A slightly different perspective that doesn't really answer the question at hand but may offer a different way of looking at it:
I'm in a strange position: I'm naturally right-handed, but when I was a baby, the nerve in my right arm was damaged. Ever since, my right hand has been slower and weaker than my left. I write with my right hand (fine motor skills) but open jars and throw balls with my left (gross motor skills); since I'm actually right-handed, and my left hand SHOULD be weaker than my right, this has given me the appearance of unusual clumsiness and lack of strength. With instruments, I've always played right-handed. The one real problem with this is that in most instruments I play, it's the right hand that needs to be the quickest and strongest one. On an instrument such as the flute on which both hands have to do approximately the same amount of work, I'm held back by both the fact that my right hand is a little slow and the fact that my left hand is not dominant. On the ukulele and other stringed instruments, as well as the piano and the accordion, I sometimes feel as if I am pushing my right hand through mollasses. The type of picking I do (with all four fingers at once) gives me the illusion of the sort of speed I am otherwise physically incapable of attaining.

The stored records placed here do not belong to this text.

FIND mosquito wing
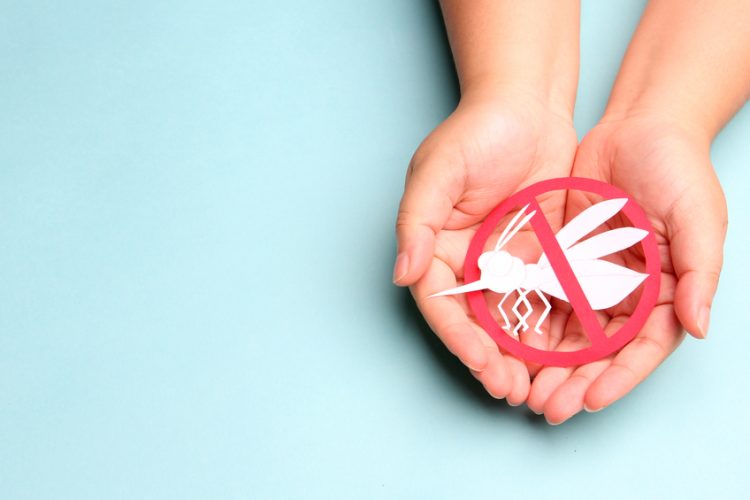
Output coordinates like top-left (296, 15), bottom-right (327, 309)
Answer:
top-left (537, 198), bottom-right (632, 267)
top-left (539, 260), bottom-right (648, 311)
top-left (565, 227), bottom-right (648, 261)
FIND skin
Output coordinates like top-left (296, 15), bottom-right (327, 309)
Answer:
top-left (394, 0), bottom-right (750, 424)
top-left (394, 0), bottom-right (578, 405)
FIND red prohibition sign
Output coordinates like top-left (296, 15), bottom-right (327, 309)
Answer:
top-left (464, 177), bottom-right (661, 366)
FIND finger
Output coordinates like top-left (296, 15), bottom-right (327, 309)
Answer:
top-left (667, 170), bottom-right (727, 338)
top-left (584, 304), bottom-right (685, 411)
top-left (544, 357), bottom-right (612, 425)
top-left (526, 315), bottom-right (589, 415)
top-left (411, 259), bottom-right (489, 371)
top-left (393, 160), bottom-right (463, 286)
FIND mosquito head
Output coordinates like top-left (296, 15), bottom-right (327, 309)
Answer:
top-left (477, 250), bottom-right (524, 293)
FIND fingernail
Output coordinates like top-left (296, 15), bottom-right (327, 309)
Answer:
top-left (583, 403), bottom-right (605, 413)
top-left (698, 306), bottom-right (711, 339)
top-left (393, 252), bottom-right (409, 283)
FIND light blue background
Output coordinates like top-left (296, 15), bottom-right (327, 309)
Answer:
top-left (0, 0), bottom-right (750, 499)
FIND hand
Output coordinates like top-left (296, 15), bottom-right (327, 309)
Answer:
top-left (528, 113), bottom-right (727, 424)
top-left (394, 89), bottom-right (577, 405)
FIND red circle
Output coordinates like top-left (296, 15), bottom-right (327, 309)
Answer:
top-left (464, 177), bottom-right (661, 366)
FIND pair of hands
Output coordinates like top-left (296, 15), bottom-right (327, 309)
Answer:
top-left (394, 89), bottom-right (727, 424)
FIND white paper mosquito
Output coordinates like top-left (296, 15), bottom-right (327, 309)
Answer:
top-left (431, 198), bottom-right (648, 335)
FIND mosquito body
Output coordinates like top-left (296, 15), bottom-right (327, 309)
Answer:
top-left (432, 198), bottom-right (648, 335)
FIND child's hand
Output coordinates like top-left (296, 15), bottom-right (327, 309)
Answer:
top-left (528, 114), bottom-right (727, 423)
top-left (393, 88), bottom-right (577, 405)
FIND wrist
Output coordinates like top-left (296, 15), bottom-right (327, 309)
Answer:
top-left (599, 99), bottom-right (718, 149)
top-left (461, 78), bottom-right (575, 126)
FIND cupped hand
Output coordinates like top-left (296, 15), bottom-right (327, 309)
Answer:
top-left (393, 89), bottom-right (577, 405)
top-left (528, 114), bottom-right (727, 424)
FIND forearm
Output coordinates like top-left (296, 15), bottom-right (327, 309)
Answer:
top-left (605, 0), bottom-right (750, 142)
top-left (440, 0), bottom-right (580, 116)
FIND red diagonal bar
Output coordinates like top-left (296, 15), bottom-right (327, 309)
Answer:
top-left (529, 198), bottom-right (607, 347)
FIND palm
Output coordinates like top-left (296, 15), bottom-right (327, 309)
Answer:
top-left (410, 95), bottom-right (577, 404)
top-left (529, 119), bottom-right (723, 422)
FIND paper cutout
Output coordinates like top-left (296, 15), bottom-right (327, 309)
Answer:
top-left (431, 177), bottom-right (660, 366)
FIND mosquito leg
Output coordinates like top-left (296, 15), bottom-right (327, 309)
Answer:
top-left (510, 289), bottom-right (523, 335)
top-left (513, 288), bottom-right (532, 335)
top-left (497, 292), bottom-right (510, 331)
top-left (534, 288), bottom-right (552, 335)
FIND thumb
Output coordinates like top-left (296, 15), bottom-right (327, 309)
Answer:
top-left (668, 173), bottom-right (727, 338)
top-left (393, 161), bottom-right (462, 286)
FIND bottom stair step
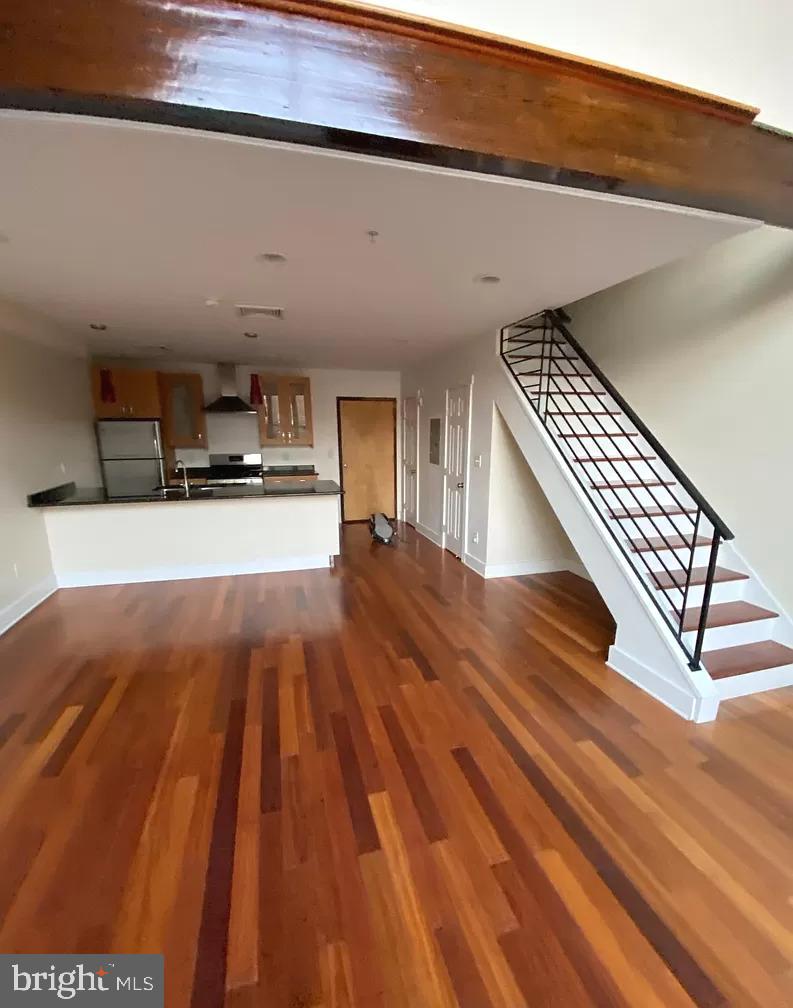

However, I am also hyper-aware that my left hand has its own job to do, and that requires speed and dexterity as well, a fact that becomes apparent when I play plectrum instruments such as the mandolin. The left hand's job, on stringed instruments, is often more fiddly than the right's. In other words, when I play stringed instruments, my natural inclinations are reversed; I use my right hand and arm for the job that involves strength and speed and my left for the job that involves manual dexterity.
Long story short: with almost any instrument, both hands have a job to do. I do think that part of the reason I don't have a problem reversing the natural inclination of my hands when I play stringed instruments is that I see music as moving from left to right: on the page, up the piano keyboard, up the fretboard. Left is low, and right is high (the exception here is in wind instruments, in which right is low, and left is high). Even though my left hand is stronger, I couldn't use it to strum or pick because I would see that as backwards and get confused. Genuinely left-handed people may see music as running from right to left (I couldn't say), but considering the orientation not only of almost every stringed and keyed instrument but of music on the page, they may not. Maybe it depends on one's musical background; a lefty trained in piano and/or written music may be more inclined to succumb to the right-handed view of the musical world.
(These are just random thoughts. Please forgive any ignorance in the above.)